Where Do They Go?
The Destinations of Residents Moving from Gentrifying Neighborhoods
Lance Freeman (University of Pennsylvania), Jackelyn Hwang (Stanford University), Tyler Haupert (NYU Shanghai), and Iris Zhang (Stanford University)
Is gentrification pushing poor households to the fringes of our cities or to even more marginalized neighborhoods? As many of our nation’s cities increasingly attract young, highly educated professionals, a worrisome trend accompanying this influx is the increase in gentrification. Gentrification has sparked much concern because of the fear of low-income households being priced out of their neighborhoods and pushed into neighborhoods less advantageous than from which they are originating. To date, there has been relatively little research that examines the destinations of households moving from gentrifying neighborhoods. The research that has been done has produced conflicting results with some studies finding households from gentrifying neighborhoods moving to less advantaged neighborhoods and other studies finding no difference or residents from gentrifying neighborhoods moving to more advantaged neighborhoods. However, many of these studies are limited to trends in specific cities, or are only able to track residential mobility at intervals of 10 years. By using a national data set (described below) and examining mobility at 2-year intervals during the first decades of this century, our research adds another piece to the puzzle of understanding the fate of residents living in gentrifying neighborhoods.
We examine whether households living in gentrifying neighborhoods are more likely to move, whether such moves are more likely to be involuntary, and whether the destinations of their moves are worse than those moving from other poor neighborhoods that did not gentrify. We find that when compared to families living in non-gentrifying neighborhoods, families who live in gentrifying neighborhoods are no more likely to move, that their moves are not more likely to be involuntary, and that the destinations of their moves are not worse than those originating from non-gentrifying neighborhoods.

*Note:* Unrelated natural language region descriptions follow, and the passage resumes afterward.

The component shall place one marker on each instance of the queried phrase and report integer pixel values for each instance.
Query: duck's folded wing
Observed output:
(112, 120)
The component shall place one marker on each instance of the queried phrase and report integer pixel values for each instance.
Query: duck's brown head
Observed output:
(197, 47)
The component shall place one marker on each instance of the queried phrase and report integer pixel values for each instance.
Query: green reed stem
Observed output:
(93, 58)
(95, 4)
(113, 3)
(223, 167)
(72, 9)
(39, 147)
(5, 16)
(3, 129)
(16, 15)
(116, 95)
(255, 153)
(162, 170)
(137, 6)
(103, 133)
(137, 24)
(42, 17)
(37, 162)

Our findings are based on data from the Panel Study of Income Dynamics (PSID)--a study that has been collecting data on the same families since 1968 and allows us to follow the same families overtime as they move or stay in place. We can also identify the specific neighborhood (measured as census tracts) that each family resided in, and we use that to classify neighborhoods as gentrifying, non-gentrifying (i.e., poorer central city neighborhoods that did not experience gentrification) and not gentrifiable (relatively affluent neighborhoods). Our analyses also focuses on families at the lower and of the income distribution, as they are especially vulnerable to displacement and lack the housing options that more affluent families have.
Because gentrification is such a charged topic, we would like to put these results in context. First, although we do not find higher rates of residential mobility in gentrifying neighborhoods compared to non-gentrifying neighborhoods, this does not mean that displacement is not a problem in many of our cities. Our results do show involuntary moves to be higher among lower income households. This suggests the problem of displacement is something that vexes many low-income families regardless of the type of neighborhood they're residing in. Second, our results that show that people originating in gentrifying neighborhoods are not moving to more disadvantaged neighborhoods than those from non-gentrifying neighborhoods does not mean that poor households are moving to neighborhoods full of opportunity. We also find evidence that lower income households were moving to poorer and lower income neighborhoods than their higher income counterparts. These results suggest that spatial inequality is being produced along class lines. That is, poor households regardless of whether their origin neighborhoods are gentrifying or not, are more likely than higher income households to move involuntarily and to move to poorer neighborhoods.
Lance Freeman is the James W. Effron University Professor of City and Regional Planning and Sociology at the University of Pennsylvania. Neighborhoods are what fascinates him and motivates his research. He studies how neighborhoods change and evolve over time, the role neighborhoods play in people’s lives, and he is exploring how we can use social media and other new technologies as tools to study neighborhoods. His study of neighborhoods is motivated by an aim to learn how we can use this knowledge to plan and build better and more equitable places.
Tyler Haupert is an Assistant Professor of Urban Studies at NYU Shanghai. His research focuses on the social, economic, technological, and regulatory mechanisms contributing to racial segregation and exclusion in advanced economies, with particular interests in mortgage lending, housing policy, neighborhood change, and homelessness. He strives to design studies that inform policy and produce actionable results for legislators, regulators, planners, and advocacy organizations.
Jackelyn Hwang is an Assistant Professor of Sociology at Stanford University and the Director of the Changing Cities Research Lab. Her research interests span urban sociology, race and ethnicity, immigration, and inequality. Her current work draws on innovative data and methods to examine the causes and consequences of gentrification, racial and ethnic inequality, and residential segregation in the United States.
Iris H. Zhang is a PhD Candidate in Sociology at Stanford University. She studies neighborhood change, housing, and inequality using mixed methods, with additional interests in political boundaries and democracy.